According to WaterGen design engineer Avi Peretz, drying air to produce water is no problem. The trick is doing it in an energy-efficient, economically practical manner.
By playing with the laws of physics and pioneering a small plastic evaporator, Peretz says, WaterGen was able to design a system that can produce water with just 300 watts of electricity -- about the amount of power used by a strong light bulb. That's about a third of the energy consumption of the best HVAC systems.

One of the company's strongest selling points is the pristine quality of water drawn from the air.
"We have a huge, huge advantage compared to water from the ground," says Peretz. "Water from the air, the molecules themselves, will be almost pure.
"Water from the ground has been contaminated by sewage, chemicals, by heavy metals. Human beings are contaminating ground water all the time.

"When we test the water from the air, however, it will be completely clean -- the molecules themselves.
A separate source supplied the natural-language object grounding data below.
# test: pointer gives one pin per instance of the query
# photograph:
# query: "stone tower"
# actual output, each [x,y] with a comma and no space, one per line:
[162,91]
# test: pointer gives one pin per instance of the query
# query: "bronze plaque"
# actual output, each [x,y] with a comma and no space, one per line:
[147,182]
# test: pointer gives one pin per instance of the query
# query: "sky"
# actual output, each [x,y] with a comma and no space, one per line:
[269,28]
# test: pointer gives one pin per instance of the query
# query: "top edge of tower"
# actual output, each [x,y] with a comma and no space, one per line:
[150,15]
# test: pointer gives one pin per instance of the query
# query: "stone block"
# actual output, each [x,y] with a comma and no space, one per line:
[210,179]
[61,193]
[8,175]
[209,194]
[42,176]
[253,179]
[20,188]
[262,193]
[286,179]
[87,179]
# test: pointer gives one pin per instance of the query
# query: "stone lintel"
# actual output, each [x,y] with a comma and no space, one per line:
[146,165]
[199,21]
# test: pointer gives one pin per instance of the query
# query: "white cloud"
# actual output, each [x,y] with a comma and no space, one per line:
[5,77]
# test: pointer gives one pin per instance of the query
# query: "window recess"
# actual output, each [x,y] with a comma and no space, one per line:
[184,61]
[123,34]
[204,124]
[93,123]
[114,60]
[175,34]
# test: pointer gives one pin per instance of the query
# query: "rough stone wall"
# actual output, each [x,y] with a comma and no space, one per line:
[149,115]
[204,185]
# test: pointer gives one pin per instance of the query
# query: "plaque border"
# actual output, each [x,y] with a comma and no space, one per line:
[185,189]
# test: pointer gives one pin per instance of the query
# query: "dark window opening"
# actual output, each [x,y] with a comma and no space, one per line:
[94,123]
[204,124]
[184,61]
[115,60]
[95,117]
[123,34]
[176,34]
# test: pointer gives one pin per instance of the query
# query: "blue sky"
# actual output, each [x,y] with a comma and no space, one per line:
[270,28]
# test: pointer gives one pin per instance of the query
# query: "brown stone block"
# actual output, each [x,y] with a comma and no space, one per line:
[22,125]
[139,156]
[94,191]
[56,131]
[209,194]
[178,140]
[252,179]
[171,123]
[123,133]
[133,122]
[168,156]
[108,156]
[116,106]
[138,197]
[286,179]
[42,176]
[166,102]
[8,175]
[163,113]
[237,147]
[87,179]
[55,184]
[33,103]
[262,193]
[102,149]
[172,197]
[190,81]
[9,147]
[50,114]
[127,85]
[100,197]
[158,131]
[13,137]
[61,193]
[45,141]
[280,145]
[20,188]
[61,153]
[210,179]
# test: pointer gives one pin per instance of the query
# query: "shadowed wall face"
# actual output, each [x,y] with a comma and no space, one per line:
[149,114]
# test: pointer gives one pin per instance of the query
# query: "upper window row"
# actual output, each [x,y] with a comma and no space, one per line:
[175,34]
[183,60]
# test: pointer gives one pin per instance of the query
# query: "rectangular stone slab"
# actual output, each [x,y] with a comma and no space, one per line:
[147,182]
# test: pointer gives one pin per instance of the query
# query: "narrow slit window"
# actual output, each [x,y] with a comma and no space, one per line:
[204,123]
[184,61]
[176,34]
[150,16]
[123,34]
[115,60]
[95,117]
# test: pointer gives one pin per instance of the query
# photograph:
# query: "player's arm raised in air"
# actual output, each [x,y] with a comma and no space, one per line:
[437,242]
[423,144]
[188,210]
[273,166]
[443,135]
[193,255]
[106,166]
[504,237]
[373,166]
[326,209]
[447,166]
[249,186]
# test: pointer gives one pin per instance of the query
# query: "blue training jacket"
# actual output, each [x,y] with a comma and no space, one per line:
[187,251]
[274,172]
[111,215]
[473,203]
So this is our biggest and huge advantage: Our source is much cleaner than the groundwater source -- our source is cleaner and our water is cleaner."

The company calculates it can produce a liter of water for about 2 cents. That's a modest price to pay for abundant, clean water drawn out of the air. And for those living in the growing number of countries where clean drinking water is a precious commodity, it is a life-changing technology.
"We can alleviate tremendous amounts of suffering," Kaploun says.